The policy change is just another example of big corporations doing everything they can to please their shareholders, maximize profits and alienate their customer base. Surely, Canada’s biggest ISP’s are aware that people have to stay indoors during storms and they’re betting on the fact that they’re all going to be using their services while snowed in. Why not cash in on this trend? Some people would call it Machiavellian opportunism, if more people knew what that meant.
Our reporter walked down the road from The Manatee’s office this morning aiming to interrupt a shoveller for comment. “What? I don’t have time for this!” stated the unwilling interview participant. “I’m late for work. Are you going to push or just shove your recorder in my face?”

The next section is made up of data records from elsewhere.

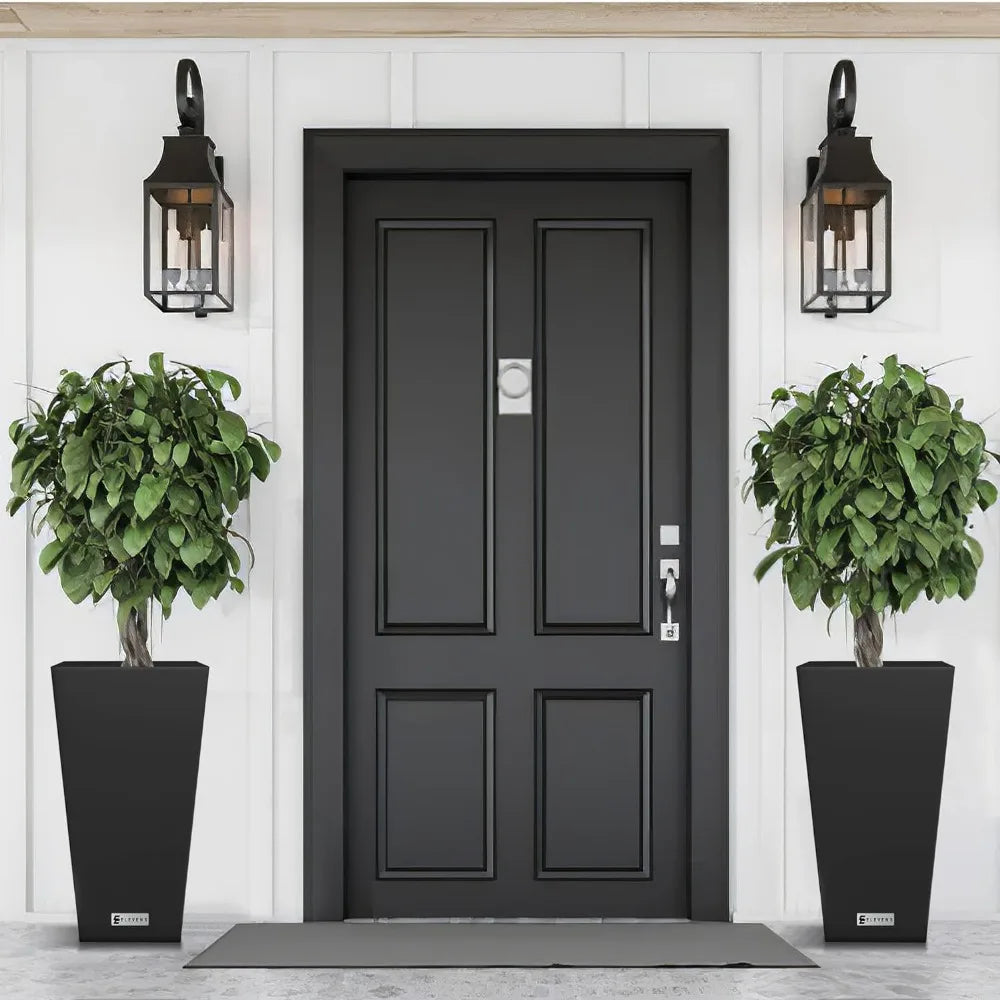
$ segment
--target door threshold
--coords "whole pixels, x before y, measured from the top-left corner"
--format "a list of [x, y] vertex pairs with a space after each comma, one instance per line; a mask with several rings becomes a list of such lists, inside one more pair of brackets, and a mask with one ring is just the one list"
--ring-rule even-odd
[[687, 917], [347, 917], [345, 924], [689, 924]]

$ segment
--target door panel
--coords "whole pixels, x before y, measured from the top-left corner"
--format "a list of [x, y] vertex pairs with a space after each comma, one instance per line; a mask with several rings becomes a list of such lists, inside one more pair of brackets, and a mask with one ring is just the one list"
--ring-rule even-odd
[[538, 629], [648, 632], [649, 223], [546, 220], [535, 246]]
[[348, 915], [685, 916], [686, 185], [346, 195]]
[[649, 695], [538, 692], [538, 878], [650, 878]]
[[489, 632], [493, 226], [380, 220], [378, 240], [381, 631]]
[[491, 878], [492, 691], [379, 691], [379, 878]]

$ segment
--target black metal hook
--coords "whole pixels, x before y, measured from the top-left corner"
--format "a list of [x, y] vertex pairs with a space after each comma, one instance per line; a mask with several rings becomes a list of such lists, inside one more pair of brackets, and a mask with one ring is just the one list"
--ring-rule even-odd
[[[844, 89], [843, 97], [840, 96], [841, 85]], [[826, 101], [826, 131], [830, 133], [850, 128], [857, 104], [858, 79], [854, 63], [850, 59], [841, 59], [833, 67], [833, 75], [830, 77], [830, 93]]]
[[180, 135], [205, 134], [205, 91], [193, 59], [181, 59], [177, 63], [177, 114], [181, 120], [177, 126]]

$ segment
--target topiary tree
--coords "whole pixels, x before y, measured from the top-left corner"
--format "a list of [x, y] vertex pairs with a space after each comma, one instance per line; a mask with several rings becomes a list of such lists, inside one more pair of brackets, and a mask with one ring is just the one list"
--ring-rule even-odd
[[859, 667], [882, 665], [886, 612], [921, 594], [968, 598], [983, 561], [969, 514], [996, 502], [982, 478], [996, 456], [929, 376], [891, 355], [881, 378], [851, 365], [810, 392], [778, 388], [772, 409], [784, 412], [748, 445], [743, 499], [774, 518], [754, 575], [780, 561], [796, 607], [818, 598], [832, 617], [846, 605]]
[[169, 618], [178, 591], [204, 607], [226, 587], [241, 593], [241, 539], [232, 527], [250, 478], [264, 480], [281, 450], [239, 414], [231, 375], [195, 365], [149, 372], [129, 361], [101, 365], [89, 378], [63, 371], [46, 407], [29, 400], [29, 417], [10, 425], [13, 515], [35, 501], [31, 526], [54, 538], [42, 571], [59, 570], [74, 604], [118, 603], [123, 666], [151, 667], [151, 602]]

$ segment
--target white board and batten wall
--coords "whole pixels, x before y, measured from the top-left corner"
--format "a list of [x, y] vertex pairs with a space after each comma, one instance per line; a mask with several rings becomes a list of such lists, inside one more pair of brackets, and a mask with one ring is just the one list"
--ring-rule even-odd
[[[144, 301], [140, 183], [197, 59], [207, 131], [236, 202], [231, 315]], [[830, 71], [858, 68], [856, 124], [894, 184], [893, 297], [869, 317], [798, 310], [798, 202]], [[188, 916], [301, 918], [302, 129], [310, 126], [730, 129], [732, 901], [737, 919], [819, 912], [794, 666], [849, 655], [846, 628], [754, 584], [760, 518], [738, 502], [743, 445], [784, 378], [898, 351], [951, 358], [941, 381], [1000, 409], [1000, 42], [248, 40], [0, 42], [0, 415], [118, 354], [224, 367], [285, 452], [243, 515], [249, 593], [178, 603], [156, 655], [212, 666]], [[1000, 438], [1000, 417], [989, 425]], [[9, 459], [2, 446], [2, 462]], [[968, 603], [921, 604], [890, 657], [958, 667], [933, 914], [1000, 912], [1000, 539]], [[73, 895], [50, 664], [111, 659], [110, 607], [73, 607], [35, 568], [23, 514], [0, 525], [0, 918], [56, 919]], [[694, 669], [697, 669], [695, 664]], [[865, 836], [864, 830], [858, 836]]]

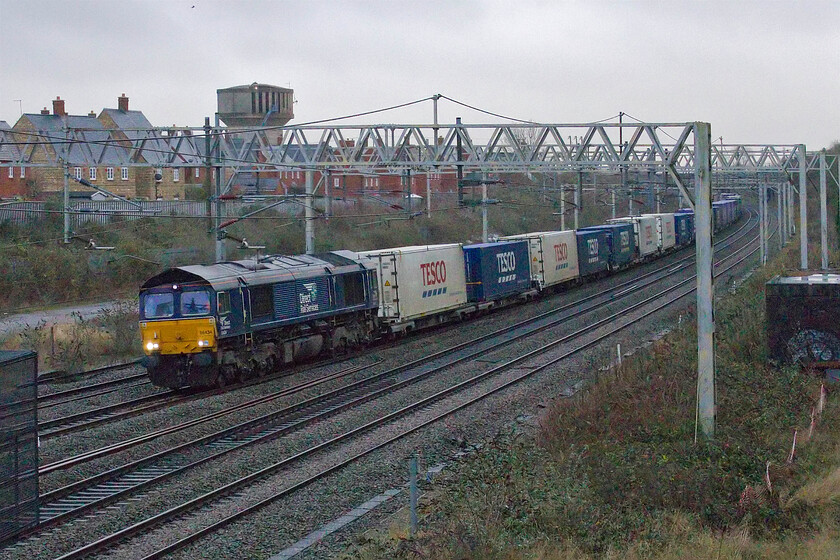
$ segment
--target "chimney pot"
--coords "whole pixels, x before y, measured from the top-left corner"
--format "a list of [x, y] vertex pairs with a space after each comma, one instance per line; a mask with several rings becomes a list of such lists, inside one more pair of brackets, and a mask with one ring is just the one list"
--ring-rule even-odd
[[117, 97], [117, 108], [120, 111], [128, 111], [128, 97], [125, 94]]
[[67, 114], [64, 110], [64, 100], [60, 97], [56, 96], [55, 100], [53, 100], [53, 115], [58, 115], [63, 117]]
[[95, 111], [91, 111], [90, 113], [88, 113], [88, 116], [89, 116], [89, 117], [95, 117], [95, 116], [96, 116], [96, 112], [95, 112]]
[[50, 110], [49, 110], [49, 109], [47, 109], [46, 107], [44, 107], [43, 109], [41, 109], [41, 114], [42, 114], [42, 115], [49, 115], [49, 114], [50, 114]]

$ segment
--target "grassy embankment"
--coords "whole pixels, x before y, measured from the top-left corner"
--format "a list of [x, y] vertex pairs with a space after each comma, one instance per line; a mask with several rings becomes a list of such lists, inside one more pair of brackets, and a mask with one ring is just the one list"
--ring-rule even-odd
[[[490, 231], [513, 234], [557, 229], [558, 196], [539, 187], [494, 186], [491, 198], [502, 204], [489, 209]], [[571, 198], [567, 194], [567, 198]], [[584, 225], [600, 223], [609, 207], [585, 198], [581, 215]], [[338, 208], [329, 219], [316, 222], [316, 250], [383, 248], [425, 243], [480, 240], [480, 208], [453, 209], [454, 196], [434, 199], [431, 217], [405, 219], [405, 214], [375, 201], [361, 201]], [[567, 227], [571, 227], [571, 206]], [[419, 210], [419, 208], [415, 208]], [[626, 211], [626, 208], [622, 209]], [[207, 220], [174, 217], [123, 221], [106, 226], [87, 226], [77, 239], [64, 245], [62, 218], [50, 214], [38, 224], [18, 228], [0, 224], [0, 309], [7, 312], [26, 307], [72, 305], [79, 302], [134, 299], [139, 286], [169, 266], [208, 263], [214, 245]], [[252, 245], [265, 245], [263, 254], [299, 254], [304, 251], [301, 216], [271, 210], [231, 226], [228, 230]], [[112, 251], [86, 250], [88, 240]], [[253, 251], [228, 242], [228, 258], [243, 259]], [[0, 341], [5, 348], [39, 351], [42, 368], [81, 370], [97, 363], [97, 356], [110, 359], [141, 353], [137, 335], [136, 304], [118, 305], [90, 320], [77, 318], [70, 325], [53, 328], [46, 323], [25, 329], [20, 336]]]
[[[836, 249], [831, 261], [840, 262]], [[764, 282], [798, 263], [792, 242], [718, 299], [714, 441], [694, 443], [696, 330], [686, 324], [575, 398], [557, 398], [533, 437], [499, 436], [448, 469], [422, 499], [416, 537], [398, 521], [345, 557], [837, 558], [836, 388], [811, 432], [821, 380], [767, 362]]]

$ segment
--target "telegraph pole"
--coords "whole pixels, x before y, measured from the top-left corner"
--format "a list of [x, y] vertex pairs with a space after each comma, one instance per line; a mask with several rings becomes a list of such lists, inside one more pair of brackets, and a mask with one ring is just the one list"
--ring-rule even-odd
[[[63, 117], [62, 117], [63, 118]], [[64, 243], [70, 243], [70, 131], [64, 126]]]
[[481, 174], [481, 240], [484, 243], [490, 239], [489, 224], [487, 223], [487, 181]]
[[[216, 113], [216, 129], [219, 128], [219, 113]], [[208, 137], [209, 138], [209, 137]], [[223, 262], [225, 257], [225, 232], [222, 231], [222, 161], [221, 146], [216, 142], [216, 262]]]
[[825, 179], [825, 148], [820, 152], [820, 248], [822, 269], [828, 268], [828, 194]]
[[776, 221], [779, 226], [779, 251], [785, 247], [785, 228], [782, 226], [782, 184], [776, 183]]
[[695, 230], [697, 238], [697, 420], [708, 438], [715, 436], [715, 316], [712, 261], [711, 127], [694, 125]]
[[204, 187], [207, 195], [207, 229], [213, 228], [213, 211], [211, 205], [213, 162], [210, 157], [210, 117], [204, 117]]
[[799, 145], [799, 267], [808, 270], [808, 158]]
[[315, 253], [315, 212], [312, 208], [313, 201], [313, 175], [311, 169], [306, 170], [306, 254]]
[[463, 160], [463, 153], [461, 152], [461, 117], [455, 118], [455, 126], [458, 128], [457, 134], [458, 137], [456, 138], [456, 148], [458, 150], [458, 163], [457, 163], [457, 178], [458, 178], [458, 207], [464, 205], [464, 165], [461, 163]]

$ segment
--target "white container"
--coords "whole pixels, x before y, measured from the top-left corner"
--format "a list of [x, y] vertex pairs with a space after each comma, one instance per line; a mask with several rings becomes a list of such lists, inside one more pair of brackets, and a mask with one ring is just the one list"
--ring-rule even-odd
[[[636, 236], [636, 247], [639, 256], [645, 257], [659, 251], [659, 234], [656, 230], [656, 218], [653, 216], [627, 216], [607, 220], [609, 223], [622, 222], [633, 224], [633, 234]], [[671, 221], [671, 232], [674, 231], [674, 222]]]
[[676, 225], [674, 215], [669, 212], [660, 214], [644, 214], [656, 218], [656, 233], [658, 236], [659, 248], [670, 249], [677, 244]]
[[464, 252], [457, 243], [357, 253], [376, 267], [379, 316], [391, 324], [444, 313], [467, 302]]
[[531, 280], [542, 288], [574, 280], [580, 276], [577, 239], [573, 230], [540, 231], [502, 237], [527, 239], [531, 260]]

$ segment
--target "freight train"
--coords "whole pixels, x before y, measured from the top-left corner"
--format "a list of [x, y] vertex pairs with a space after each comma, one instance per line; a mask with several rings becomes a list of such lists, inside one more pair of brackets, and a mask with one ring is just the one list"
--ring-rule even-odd
[[[715, 231], [740, 216], [738, 198], [713, 204]], [[161, 387], [224, 386], [530, 299], [693, 242], [694, 214], [680, 210], [492, 243], [171, 268], [140, 289], [143, 363]]]

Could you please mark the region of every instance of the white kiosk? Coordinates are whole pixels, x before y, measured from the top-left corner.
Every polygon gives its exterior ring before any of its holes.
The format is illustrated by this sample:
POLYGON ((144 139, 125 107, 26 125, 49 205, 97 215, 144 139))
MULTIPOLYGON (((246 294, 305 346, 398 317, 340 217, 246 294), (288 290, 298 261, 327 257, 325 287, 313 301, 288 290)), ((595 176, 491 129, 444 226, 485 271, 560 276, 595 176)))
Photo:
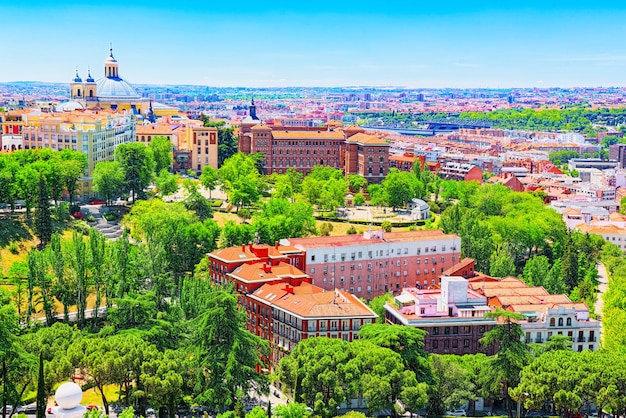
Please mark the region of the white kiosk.
POLYGON ((52 407, 57 418, 78 418, 85 415, 87 408, 80 404, 83 390, 74 382, 63 383, 54 393, 58 406, 52 407))

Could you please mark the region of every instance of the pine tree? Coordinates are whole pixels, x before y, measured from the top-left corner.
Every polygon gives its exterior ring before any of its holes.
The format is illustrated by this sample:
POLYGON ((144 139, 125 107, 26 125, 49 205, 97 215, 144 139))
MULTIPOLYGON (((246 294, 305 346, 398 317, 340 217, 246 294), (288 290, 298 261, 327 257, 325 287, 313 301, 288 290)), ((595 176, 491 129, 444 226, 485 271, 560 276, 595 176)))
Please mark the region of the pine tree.
POLYGON ((43 376, 43 354, 39 354, 39 377, 37 378, 37 416, 46 418, 46 391, 43 376))
POLYGON ((578 285, 578 251, 577 245, 572 239, 572 234, 568 233, 563 245, 563 257, 561 258, 561 271, 563 280, 568 291, 578 285))
POLYGON ((50 196, 43 175, 39 174, 38 198, 35 207, 35 234, 42 246, 50 242, 52 218, 50 216, 50 196))

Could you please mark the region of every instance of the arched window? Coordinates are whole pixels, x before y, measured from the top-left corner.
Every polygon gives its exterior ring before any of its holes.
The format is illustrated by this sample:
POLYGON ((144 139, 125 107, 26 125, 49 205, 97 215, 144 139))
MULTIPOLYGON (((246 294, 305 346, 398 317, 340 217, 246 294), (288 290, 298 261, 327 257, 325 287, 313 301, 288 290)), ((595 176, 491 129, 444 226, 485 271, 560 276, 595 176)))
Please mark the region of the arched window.
POLYGON ((89 90, 89 97, 93 97, 93 90, 89 90))
POLYGON ((568 327, 572 326, 572 318, 567 318, 566 322, 568 327))
POLYGON ((559 318, 559 326, 562 327, 563 326, 563 318, 559 318))
POLYGON ((550 326, 553 327, 555 325, 554 318, 550 318, 550 326))
POLYGON ((77 89, 77 90, 76 90, 76 95, 77 95, 78 97, 80 97, 80 89, 77 89))

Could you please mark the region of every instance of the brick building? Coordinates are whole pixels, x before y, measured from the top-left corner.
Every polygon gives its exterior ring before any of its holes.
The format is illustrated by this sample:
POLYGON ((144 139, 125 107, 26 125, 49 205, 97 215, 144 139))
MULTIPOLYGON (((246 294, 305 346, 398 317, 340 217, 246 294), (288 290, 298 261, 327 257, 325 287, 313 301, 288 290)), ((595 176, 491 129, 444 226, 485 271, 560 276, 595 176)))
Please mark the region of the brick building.
POLYGON ((366 231, 362 235, 290 238, 302 250, 312 283, 343 289, 366 300, 405 287, 439 284, 439 275, 459 261, 461 239, 441 231, 366 231))
POLYGON ((352 341, 376 314, 354 295, 311 284, 296 265, 302 250, 291 246, 243 245, 209 254, 215 283, 230 282, 248 318, 247 329, 270 342, 276 364, 301 340, 326 336, 352 341))
POLYGON ((254 102, 237 135, 240 152, 265 155, 265 174, 295 168, 307 175, 315 166, 327 166, 379 183, 389 170, 389 143, 366 135, 362 128, 330 122, 314 128, 269 126, 257 117, 254 102))
POLYGON ((485 317, 487 298, 463 277, 441 277, 441 289, 406 288, 385 305, 385 321, 427 332, 424 349, 437 354, 494 354, 479 340, 497 322, 485 317))

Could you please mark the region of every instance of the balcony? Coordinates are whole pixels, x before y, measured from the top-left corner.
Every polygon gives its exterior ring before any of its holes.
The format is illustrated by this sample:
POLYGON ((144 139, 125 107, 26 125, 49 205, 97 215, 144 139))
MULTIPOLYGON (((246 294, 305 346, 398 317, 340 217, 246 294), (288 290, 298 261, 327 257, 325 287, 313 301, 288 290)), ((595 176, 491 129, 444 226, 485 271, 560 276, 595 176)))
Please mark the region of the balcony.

This issue clearly has New Brunswickers all riled up, but just to be sure our reporter decided to ask a mother who was struggling to get her stroller up off the road without tipping it. When he asked her what she thought of the recent policy change, she said: “Are you f*cking kidding me?”
New Brunswickers are now paying more for Internet and cellular services than any other province in the country. Residents are demanding answers, and luckily they have The Manatee to ask the hard questions.
Our reporting staff attempted to reach Bell to ask them how they could sleep at night, but they were too busy planning next year’s “Let’s Talk” campaign to comment. We then contacted Rogers and to our surprise, things started to clear up. As we suspected, bandwidth had something to do with it, but it’s not because of Netflix, YouTube or any other favourite time-wasters.
“Here’s the thing with New Brunswick,” said Patricia Trott, director of public affairs for Rogers Communications. “They have one of the smallest populations in the country, but during storms they use up 75 percent of the country’s bandwidth. We looked at the data and it’s not because they’re streaming video, it’s actually because they’re complaining about the weather.”
A little research shows that the typical New Brunswicker complains on social media on average 4 times before a storm. When you add that to the 5 posts of desperate boredom they share on storm day and then to the 3 “Look at how much f*cking snow is in my driveway” pictures they share post-storm, you can’t help but understand that Canada’s ISP’s have no choice but to hike prices.